Church services were held under heavy security in the southern city of Nice on Sunday as police arrested three more people who are allegedly the last known contacts of the suspected assailant from Thursday's attack.
A 29-year-old Tunisian man was arrested from the town of Grasse near the southern French coast close to Nice, and two other men — aged 63 and 25 — were later taken in for questioning from the same address, The Guardian reported.
Police had earlier arrested three men, aged 33, 35 and 47. Some reports said police released three men on Sunday after they found the three may not be linked to the suspected attacker.

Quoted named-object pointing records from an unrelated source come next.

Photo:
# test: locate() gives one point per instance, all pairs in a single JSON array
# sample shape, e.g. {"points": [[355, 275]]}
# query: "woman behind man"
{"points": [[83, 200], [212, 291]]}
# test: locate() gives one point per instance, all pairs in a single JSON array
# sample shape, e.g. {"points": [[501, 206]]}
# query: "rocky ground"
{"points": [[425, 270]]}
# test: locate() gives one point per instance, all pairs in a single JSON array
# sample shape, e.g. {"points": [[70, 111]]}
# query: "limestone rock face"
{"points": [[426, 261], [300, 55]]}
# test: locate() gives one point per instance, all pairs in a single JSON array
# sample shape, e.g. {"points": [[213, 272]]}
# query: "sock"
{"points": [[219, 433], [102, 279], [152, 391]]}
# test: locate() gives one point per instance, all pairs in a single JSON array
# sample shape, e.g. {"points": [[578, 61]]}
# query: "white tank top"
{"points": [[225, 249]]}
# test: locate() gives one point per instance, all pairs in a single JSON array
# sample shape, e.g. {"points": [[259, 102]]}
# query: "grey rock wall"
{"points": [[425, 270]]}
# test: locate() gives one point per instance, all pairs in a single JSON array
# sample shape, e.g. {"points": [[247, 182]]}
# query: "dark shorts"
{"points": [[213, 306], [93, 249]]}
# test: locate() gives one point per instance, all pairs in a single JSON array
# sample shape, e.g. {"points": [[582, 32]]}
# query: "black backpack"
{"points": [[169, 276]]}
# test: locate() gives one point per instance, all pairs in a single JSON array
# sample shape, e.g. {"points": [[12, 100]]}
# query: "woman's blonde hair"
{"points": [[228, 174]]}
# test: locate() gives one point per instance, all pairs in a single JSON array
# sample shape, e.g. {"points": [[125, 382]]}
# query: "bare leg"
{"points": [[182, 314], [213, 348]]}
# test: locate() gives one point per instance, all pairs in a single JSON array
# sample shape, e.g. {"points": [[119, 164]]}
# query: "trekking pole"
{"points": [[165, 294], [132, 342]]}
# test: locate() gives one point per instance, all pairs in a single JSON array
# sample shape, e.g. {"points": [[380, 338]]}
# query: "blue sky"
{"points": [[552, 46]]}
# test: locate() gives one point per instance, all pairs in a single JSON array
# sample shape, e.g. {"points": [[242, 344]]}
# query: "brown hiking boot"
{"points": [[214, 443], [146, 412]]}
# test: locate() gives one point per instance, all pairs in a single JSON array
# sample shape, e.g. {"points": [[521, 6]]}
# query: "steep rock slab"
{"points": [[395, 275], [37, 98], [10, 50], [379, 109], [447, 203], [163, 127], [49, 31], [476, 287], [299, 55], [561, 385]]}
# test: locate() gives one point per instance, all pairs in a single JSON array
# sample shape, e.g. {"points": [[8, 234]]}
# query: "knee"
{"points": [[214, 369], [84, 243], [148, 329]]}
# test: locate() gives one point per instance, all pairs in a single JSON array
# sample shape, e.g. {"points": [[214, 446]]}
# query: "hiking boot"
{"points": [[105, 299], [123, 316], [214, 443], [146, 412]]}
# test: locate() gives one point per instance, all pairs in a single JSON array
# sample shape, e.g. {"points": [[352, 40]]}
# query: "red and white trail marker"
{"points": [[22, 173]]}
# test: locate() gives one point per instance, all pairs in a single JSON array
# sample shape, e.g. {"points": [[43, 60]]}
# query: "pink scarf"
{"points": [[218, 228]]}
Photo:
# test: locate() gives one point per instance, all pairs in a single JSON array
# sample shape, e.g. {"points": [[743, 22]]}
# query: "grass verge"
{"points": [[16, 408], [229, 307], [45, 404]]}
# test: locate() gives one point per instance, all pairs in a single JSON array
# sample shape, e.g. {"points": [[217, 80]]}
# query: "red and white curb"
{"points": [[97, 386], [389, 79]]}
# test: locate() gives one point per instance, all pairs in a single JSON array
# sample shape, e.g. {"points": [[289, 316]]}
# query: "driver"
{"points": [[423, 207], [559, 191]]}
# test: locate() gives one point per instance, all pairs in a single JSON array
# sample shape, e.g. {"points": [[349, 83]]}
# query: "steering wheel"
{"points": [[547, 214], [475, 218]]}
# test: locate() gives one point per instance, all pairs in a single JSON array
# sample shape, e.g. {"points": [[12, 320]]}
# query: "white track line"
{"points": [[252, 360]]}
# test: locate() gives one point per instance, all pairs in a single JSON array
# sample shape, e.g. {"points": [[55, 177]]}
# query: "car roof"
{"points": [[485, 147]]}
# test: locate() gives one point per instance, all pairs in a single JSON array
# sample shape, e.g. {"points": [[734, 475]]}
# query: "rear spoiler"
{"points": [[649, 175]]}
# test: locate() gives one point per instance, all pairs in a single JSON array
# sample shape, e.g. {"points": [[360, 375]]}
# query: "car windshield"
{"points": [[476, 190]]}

The alleged attacker, identified as 21-year-old Brahim Aouissaoui from Tunisia, took a train from Rome and arrived in Nice late on Oct. 27, between 24 and 48 hours before the attack on Thursday morning, the newspaper said, quoting police sources.
Aouissaoui visited the Notre Dame de l’Assomption basilica the day before the attack and spoke to his family on the phone in the evening. He told his family that he would be sleeping rough.
On Thursday morning, he entered the basilica and allegedly carried out an attack, in which a 60-year-old worshiper, identified as Nadine Devillers, the church sexton, Vincent Loquès, 55, and Simone Barreto Silva, 44, died.
Aouissaoui was carrying three knives, including the large knife he allegedly used to kill the three, and a Quran in a backpack.
Police shot him several times after the attack and he is said to be recovering from serious injuries.
According to the chief anti-terrorism prosecutor, Aouissaoui had arrived in Europe on Sept. 20 in Lampedusa, the Italian island off Tunisia, according to France 24.
“It is still too early to say if there were others complicit, what his motivations were in coming to France and when this idea took root in him,” a source close to the inquiry told Al Jazeera.
On Sunday, the Notre-Dame basilica held its first mass since the attack which was attended by hundreds of people amid tight security, according to DW.
Many Muslims also attended mass in several cities, including Blois and Toulouse, as a show of respect for the victims, The Guardian reported.
Lahouary Siali, an imam in Toulouse, was quoted as saying by AFP: “These people have no spirit or reason and want to make another interpretation (of the Quran) that we firmly reject. We have not mandated anyone, and given no power of attorney to anyone to speak on our behalf. In the name of what philosophy, what spirituality have you come to take the lives of innocent people?”
On Saturday, a Greek Orthodox priest was attacked with a sawn-off shotgun in the city of Lyon.
Nikolas Kakavelakis, a 45-year-old priest and father of two, was wounded in the attack, according to Antoine Callot, the pastor at another Greek Orthodox church in Lyon, The Epoch Times reported.
Kakavelakis, a Greek citizen, was shot in the abdomen at point-blank range while he was closing his church at 4 p.m. local time, and he is now in a serious condition in the hospital.